14. Januar 2016 in Im Parlament |

Angesichts der Anschläge durch Terroristen und Rechtsextremisten müssen wir unsere Freiheit sicher machen. Für uns Grüne ist die Freiheit ganz klar ein Grundpfeiler unserer Gesellschaft. Wir sind überzeugt, dass unsere Demokratie und unser Staat stark genug sind, um mit der Bedrohung fertig zu werden, ohne seine Grundlagen aufzugeben. Angriffe auf die Demokratie dürfen wir nicht mit der Einschränkung von Grund- und Freiheitsrechten begegnen.
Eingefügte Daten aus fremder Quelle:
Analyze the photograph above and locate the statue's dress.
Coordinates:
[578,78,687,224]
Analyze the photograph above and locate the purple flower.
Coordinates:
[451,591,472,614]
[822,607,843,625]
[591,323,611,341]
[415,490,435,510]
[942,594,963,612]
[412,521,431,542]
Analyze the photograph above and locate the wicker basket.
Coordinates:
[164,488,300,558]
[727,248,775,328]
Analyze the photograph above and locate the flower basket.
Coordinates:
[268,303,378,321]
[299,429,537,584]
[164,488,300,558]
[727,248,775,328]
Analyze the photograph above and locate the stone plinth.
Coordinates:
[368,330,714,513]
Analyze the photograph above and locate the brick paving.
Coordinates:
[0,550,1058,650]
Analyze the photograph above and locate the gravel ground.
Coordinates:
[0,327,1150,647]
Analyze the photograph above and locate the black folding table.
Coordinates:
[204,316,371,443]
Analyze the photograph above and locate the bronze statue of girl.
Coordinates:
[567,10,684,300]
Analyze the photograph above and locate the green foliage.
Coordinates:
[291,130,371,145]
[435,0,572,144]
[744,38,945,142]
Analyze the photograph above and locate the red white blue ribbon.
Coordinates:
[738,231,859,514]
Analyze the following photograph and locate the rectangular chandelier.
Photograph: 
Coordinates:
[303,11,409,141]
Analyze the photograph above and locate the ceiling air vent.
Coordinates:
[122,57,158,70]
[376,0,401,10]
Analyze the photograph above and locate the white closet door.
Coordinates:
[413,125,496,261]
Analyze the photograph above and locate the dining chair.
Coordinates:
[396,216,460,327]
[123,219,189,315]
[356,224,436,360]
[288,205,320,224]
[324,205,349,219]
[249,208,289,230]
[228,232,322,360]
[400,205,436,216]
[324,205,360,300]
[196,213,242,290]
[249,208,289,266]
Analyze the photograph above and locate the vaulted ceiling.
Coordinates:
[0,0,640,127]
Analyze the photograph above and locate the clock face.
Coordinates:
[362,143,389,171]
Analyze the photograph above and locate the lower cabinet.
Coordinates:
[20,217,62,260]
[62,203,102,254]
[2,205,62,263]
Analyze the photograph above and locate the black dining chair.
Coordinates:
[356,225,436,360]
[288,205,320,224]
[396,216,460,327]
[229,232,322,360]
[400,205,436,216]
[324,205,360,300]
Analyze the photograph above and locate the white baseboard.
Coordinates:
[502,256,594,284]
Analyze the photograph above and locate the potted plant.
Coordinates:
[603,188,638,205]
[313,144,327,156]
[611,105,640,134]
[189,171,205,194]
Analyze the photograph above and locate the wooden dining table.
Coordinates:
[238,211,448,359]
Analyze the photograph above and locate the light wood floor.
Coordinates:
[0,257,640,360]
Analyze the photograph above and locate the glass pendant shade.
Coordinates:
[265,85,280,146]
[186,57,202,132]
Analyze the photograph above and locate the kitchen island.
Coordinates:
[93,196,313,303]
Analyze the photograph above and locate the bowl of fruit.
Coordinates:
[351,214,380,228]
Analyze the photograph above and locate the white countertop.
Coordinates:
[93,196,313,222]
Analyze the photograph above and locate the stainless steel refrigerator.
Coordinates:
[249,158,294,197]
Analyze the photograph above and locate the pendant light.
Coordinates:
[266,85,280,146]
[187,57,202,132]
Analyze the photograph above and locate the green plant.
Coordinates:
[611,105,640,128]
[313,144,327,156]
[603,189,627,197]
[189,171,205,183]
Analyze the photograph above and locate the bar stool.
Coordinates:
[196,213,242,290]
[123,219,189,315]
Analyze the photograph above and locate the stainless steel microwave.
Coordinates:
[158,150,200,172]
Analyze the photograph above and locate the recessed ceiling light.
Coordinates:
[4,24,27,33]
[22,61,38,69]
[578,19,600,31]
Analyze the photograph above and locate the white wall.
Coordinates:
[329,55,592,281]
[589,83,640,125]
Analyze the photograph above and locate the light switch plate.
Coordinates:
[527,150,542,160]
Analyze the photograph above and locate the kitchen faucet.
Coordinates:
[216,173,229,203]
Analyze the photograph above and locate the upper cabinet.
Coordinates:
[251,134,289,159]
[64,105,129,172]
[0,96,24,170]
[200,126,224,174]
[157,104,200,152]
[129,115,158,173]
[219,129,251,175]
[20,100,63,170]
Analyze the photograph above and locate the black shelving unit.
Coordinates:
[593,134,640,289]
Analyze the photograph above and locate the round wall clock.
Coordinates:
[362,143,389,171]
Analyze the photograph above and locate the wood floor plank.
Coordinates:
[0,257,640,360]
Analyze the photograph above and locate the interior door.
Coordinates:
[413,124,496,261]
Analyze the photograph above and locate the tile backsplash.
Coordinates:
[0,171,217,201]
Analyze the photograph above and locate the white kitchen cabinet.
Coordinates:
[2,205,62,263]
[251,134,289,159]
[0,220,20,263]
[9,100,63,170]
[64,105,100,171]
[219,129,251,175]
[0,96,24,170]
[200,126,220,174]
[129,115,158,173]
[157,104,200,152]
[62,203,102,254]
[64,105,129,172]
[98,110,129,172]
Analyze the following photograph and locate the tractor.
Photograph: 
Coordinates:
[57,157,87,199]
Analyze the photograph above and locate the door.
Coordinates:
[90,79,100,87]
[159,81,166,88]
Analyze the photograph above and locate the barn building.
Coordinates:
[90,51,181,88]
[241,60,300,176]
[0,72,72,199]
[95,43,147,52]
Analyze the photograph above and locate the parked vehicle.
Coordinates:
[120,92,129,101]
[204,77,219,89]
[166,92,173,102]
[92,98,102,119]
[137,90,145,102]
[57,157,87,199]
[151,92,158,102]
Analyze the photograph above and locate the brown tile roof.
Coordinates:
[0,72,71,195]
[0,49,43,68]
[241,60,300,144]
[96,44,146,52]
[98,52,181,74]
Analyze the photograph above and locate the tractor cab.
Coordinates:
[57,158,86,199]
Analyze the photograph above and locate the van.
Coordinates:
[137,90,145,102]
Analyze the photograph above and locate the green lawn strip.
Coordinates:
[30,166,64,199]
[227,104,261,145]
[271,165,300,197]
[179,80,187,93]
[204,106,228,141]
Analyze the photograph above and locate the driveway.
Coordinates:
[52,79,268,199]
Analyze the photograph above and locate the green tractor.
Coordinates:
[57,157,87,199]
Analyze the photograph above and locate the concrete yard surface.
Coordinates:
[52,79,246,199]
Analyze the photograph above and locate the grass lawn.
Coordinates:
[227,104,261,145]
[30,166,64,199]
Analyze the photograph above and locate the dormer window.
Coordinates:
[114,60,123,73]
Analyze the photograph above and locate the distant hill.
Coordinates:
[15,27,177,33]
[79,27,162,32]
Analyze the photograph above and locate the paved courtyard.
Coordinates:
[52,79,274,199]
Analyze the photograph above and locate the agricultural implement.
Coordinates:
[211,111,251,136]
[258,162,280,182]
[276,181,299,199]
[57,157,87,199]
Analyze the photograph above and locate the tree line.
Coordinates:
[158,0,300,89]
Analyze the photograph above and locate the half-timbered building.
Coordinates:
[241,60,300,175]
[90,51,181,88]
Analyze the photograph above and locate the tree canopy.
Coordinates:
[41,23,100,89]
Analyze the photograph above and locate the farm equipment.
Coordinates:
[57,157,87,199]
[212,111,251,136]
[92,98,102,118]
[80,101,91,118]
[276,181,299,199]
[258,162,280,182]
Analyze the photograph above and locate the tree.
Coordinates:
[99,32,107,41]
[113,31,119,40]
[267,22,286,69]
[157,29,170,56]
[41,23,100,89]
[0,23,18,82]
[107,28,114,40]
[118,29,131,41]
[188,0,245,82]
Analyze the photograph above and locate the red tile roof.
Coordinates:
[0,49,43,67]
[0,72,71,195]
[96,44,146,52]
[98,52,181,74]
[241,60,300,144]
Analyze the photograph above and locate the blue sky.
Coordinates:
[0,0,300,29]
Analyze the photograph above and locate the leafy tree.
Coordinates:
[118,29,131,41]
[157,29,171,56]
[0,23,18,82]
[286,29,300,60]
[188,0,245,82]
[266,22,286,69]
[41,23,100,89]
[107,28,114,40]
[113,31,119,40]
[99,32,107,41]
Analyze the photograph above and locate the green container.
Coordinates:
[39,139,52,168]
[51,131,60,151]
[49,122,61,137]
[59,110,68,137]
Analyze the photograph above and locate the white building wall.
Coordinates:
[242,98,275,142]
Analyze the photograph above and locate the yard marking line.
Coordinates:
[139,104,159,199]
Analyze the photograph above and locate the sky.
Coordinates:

Hier unsere Position (pdf).

Kein Wunder, dass vielen mulmig ist

Der Islamistische Terror hält die Welt in Atem. Die Bilder von Paris, Beirut, Brüssel oder Kopenhagen, haben alle im Kopf. Deutschland ist bislang verschont geblieben, eine abstrakte Anschlagsgefahr besteht dennoch seit 9/11. Natürlich nimmt auch die Verunsicherung in der Bevölkerung zu. Wird es auch bei uns Anschläge geben? Wie ist die gesamte Gefahrenlage, wenn auch bei uns vorsichtshalber Fußballspiele abgesagt oder auch Bahnhöfe abgeriegelt werden? In dieser Diskussion drohen die anderen realen Gefahren aus dem Fokus zu geraten: Rechtsextreme Straftaten sind massiv angestiegen, täglich finden rassistische Übergriffe und Angriffe auf Flüchtlingsheime statt.

Mehr Sicherheit, aber aufpassen auf die Freiheit

Wir Grüne wollen größtmögliche Sicherheit für die Menschen in Bayern. Dazu ist besonnenes und konsequentes Handeln gefordert. Die Abwehr terroristischer Gefahren ist Aufgabe der Sicherheitsbehörden – im Rahmen der bestehenden rechtsstaatlichen Grenzen. Aufgabe der Politik ist es, mit den Mitteln des Rechtsstaates für das größtmögliche Maß an Sicherheit zu sorgen, Grundrechte zu schützen und Bedrohungen effektiv abzuwehren.

Keine Einschränkung von Grund- und Freiheitsrechten

100%-ige Sicherheit kann kein Staat bieten. Deshalb dürfen die demokratischen Grund- und Freiheitsrechte nicht eingeschränkt werden. Damit spielt man nämlich denen in die Hände, die unsere Gesellschaft bedrohen. Die Sicherheit muss im Dienste der Freiheit stehen. Deshalb fordern wir Grüne:

1. Genaue Analyse der Bedrohung

Nur wenn wir verstehen, warum und wie Attentäter sich unterhalb des Radars der Sicherheitsbehörden organisieren können, können wir die Terrorismusprävention verbessern. Noch immer beruhen viele Schlussfolgerungen aus z.B. aus den Attentaten von Paris auf einer vagen Erkenntnislage.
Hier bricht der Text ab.